We re-boarded our bamboo vessel and were crisscrossing the Li River again. There were farmers and oxen, toiling in the sun, feet and hooves splashing in the marshy wetlands. We saw the ‘Rock of the 9 Horses’—a cliff-face where Zhou Enlai (The Republic of China’s 1st Prime Minister) famously discerned 9 stallions from the rocky splotches… but they just looked like splotches to me. We reached a view of the river that was replicated on the packaging of a local Guilin cigarette brand… Then we surveyed the river from an angle that was exactly replicated on every 20 Yuan bill… I had been looking at this place for months without even knowing it. Guilin scenery is nestled deep into the subconscious of, and used by, each of the 1.3 billion people in China. It was impressive…
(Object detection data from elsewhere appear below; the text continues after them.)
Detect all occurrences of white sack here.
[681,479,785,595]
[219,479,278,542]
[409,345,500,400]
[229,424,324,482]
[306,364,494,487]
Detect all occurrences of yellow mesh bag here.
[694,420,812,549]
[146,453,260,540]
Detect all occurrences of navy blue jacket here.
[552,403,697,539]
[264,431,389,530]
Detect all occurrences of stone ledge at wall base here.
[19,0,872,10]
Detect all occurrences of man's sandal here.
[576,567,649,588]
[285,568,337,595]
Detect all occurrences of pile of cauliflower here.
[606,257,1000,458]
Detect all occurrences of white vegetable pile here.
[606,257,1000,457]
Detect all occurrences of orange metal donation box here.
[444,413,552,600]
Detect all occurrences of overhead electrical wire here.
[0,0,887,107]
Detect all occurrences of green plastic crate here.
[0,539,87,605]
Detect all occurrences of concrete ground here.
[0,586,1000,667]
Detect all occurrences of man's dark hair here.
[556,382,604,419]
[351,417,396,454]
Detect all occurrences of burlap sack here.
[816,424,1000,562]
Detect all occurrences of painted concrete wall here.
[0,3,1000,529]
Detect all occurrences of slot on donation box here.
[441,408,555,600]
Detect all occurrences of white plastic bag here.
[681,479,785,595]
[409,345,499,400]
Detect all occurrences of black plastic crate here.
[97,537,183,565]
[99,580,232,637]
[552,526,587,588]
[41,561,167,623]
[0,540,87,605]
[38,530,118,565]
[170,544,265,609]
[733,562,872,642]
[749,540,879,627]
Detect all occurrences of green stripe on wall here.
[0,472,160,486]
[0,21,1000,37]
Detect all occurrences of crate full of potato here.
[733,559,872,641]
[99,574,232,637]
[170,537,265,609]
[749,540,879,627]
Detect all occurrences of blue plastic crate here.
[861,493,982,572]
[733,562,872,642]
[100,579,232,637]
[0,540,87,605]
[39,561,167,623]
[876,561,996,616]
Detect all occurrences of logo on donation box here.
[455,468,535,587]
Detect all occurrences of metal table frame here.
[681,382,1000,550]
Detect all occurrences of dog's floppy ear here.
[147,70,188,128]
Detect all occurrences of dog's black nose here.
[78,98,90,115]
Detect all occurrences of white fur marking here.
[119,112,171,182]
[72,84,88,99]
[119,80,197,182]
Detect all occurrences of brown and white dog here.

We finally scraped onto a distant bank, said goodbye to our charming boat driver, and took a car to a nearby ancient town that Zhenzhen knew about. The town was old and beautiful…roofs splintered and dilapidated, leaning houses made of stone and wood, humble Buddhist enclaves inviting in devout rural farmers. I imagined the place was the scene of some traditional ceremony, or age-old feud, or epic Kung Fu battle. Zhenzhen and I took a path into the woods, and now I felt like I was truly in the countryside. We greeted a few men swinging pitchforks into the dirt, saw orange peels being dried in the sun for medicinal uses, and walked by a dingy hovel with a pack of old men playing cards—“Hello!” one said, welcoming me to his town.


It was all very touching, and beautiful…and disgustingly hot. Beneath my load of backpacks I was sweating profusely. We walked out of the ancient town, through a more modern bit, and hopped onto a bus that would take us to the center of Yangshuo.